People sharing documents with spreadsheets in them can revert or ‘like’ changes just as they can with the documents themselves, while Taylor said that with 400 functions, Quip Spreadsheets is not the basic version of Excel some may expect.

"That’s more [functionality] than Google Spreadsheets," he said. "It’s a pretty compelling experience. We’re very excited about going in the opposite direction of the legacy productivity suites. It’s a really integrated approach."

Microsoft’s Office 365 allows people to use Word and Excel on up to five tablets and up to five PCs or Macs on its Home subscription, but Taylor believes Quip has the upper hand because of the ability to include everything on one app.

Meanwhile, other collaboration tools like Huddle have scored some big enterprise wins, including children’s charity Barnardo’s, engineering consultancy WSP and tax advisors Grant Thornton.

But Taylor points to the functionality of Quip Spreadsheets, and acknowledges Quip is chasing a different customer to hardcore Excel users – while boasting 10,000 companies as customers of the app, more than half of whom are outside the US.

"I don’t think we will get financial kinds of companies to switch from Excel," he admitted. "It is a very sophisticated product.

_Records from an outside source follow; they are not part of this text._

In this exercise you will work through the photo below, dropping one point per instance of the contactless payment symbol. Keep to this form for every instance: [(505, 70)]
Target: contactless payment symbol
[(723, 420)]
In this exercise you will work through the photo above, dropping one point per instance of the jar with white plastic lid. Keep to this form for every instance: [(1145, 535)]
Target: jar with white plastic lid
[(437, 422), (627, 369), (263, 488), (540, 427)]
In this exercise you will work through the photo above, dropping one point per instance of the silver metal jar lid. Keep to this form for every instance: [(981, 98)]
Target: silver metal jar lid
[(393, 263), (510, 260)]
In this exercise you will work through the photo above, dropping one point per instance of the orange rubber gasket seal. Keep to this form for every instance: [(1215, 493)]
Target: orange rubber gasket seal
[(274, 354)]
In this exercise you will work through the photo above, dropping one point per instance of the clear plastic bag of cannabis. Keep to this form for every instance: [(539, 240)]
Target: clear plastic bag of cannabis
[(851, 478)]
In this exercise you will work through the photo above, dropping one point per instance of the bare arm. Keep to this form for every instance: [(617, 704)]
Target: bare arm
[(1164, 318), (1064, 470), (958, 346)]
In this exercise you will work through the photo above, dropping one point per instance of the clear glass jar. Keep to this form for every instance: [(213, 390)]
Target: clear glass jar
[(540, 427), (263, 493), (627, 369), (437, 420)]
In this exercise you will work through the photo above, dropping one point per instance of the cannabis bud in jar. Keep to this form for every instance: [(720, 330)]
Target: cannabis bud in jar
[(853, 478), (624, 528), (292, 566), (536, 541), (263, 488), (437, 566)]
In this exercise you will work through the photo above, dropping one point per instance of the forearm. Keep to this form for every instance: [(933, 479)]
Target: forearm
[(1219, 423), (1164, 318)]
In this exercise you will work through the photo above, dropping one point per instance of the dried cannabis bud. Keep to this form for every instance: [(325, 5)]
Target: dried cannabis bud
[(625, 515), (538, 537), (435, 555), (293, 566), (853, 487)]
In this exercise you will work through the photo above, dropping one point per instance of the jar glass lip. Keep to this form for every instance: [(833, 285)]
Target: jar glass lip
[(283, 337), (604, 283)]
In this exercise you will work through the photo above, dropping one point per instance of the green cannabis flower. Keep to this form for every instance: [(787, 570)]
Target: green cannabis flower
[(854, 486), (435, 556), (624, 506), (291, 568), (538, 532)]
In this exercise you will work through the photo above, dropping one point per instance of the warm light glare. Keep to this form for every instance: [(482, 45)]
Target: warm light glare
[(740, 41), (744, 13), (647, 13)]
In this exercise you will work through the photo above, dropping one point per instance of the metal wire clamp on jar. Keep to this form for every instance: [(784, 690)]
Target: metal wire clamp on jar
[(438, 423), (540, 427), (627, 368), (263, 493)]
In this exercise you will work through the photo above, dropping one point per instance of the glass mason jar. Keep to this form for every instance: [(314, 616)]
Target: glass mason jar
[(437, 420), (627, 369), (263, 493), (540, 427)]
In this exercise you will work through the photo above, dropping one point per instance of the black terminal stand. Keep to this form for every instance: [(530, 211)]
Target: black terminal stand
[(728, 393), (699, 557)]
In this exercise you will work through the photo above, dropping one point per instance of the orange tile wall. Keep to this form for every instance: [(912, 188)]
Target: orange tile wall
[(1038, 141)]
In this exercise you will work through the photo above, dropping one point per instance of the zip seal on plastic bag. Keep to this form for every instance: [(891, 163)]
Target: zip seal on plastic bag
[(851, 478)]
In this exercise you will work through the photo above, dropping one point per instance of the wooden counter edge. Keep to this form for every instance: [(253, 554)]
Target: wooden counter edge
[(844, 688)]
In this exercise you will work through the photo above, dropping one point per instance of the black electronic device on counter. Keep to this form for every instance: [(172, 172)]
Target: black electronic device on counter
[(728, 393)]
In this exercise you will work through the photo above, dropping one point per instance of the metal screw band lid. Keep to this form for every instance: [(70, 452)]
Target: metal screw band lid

But there’s plenty of customers who use spreadsheets to get their jobs done and I fully believe this will be attractive to those customers.

"They need the power of spreadsheets but [a complex spreadsheet] is not the end goal."

He is aiming it at professionals who would use data in a spreadsheet in presentations and to support their research findings, rather than accountants and finance powerhouses for whom Excel is king.

Quip Spreadsheets can do much of the cell-by-cell maths that Excel does, with the added bonus of updating any figure in the word document when someone changes the corresponding figure present in the spreadsheet.

The company has also introduced ‘Integrations’, a tool that allows users to connect to hundreds of other products and apps like Twitter and Dropbox, getting messages about relevant activity on their accounts elsewhere when they add one such integration.

These messages can be added to a group chat or a document, and a whole team can share, interact, and discuss the messages together.

"We hope to be the number one collaboration tool within companies," said Taylor, adding the half dozen firms trialling the Spreadsheets tool have "loved it".

Quip Spreadsheets will be integrated into the overall Quip app, which is free to use for consumers and costs $12 per user per month for businesses.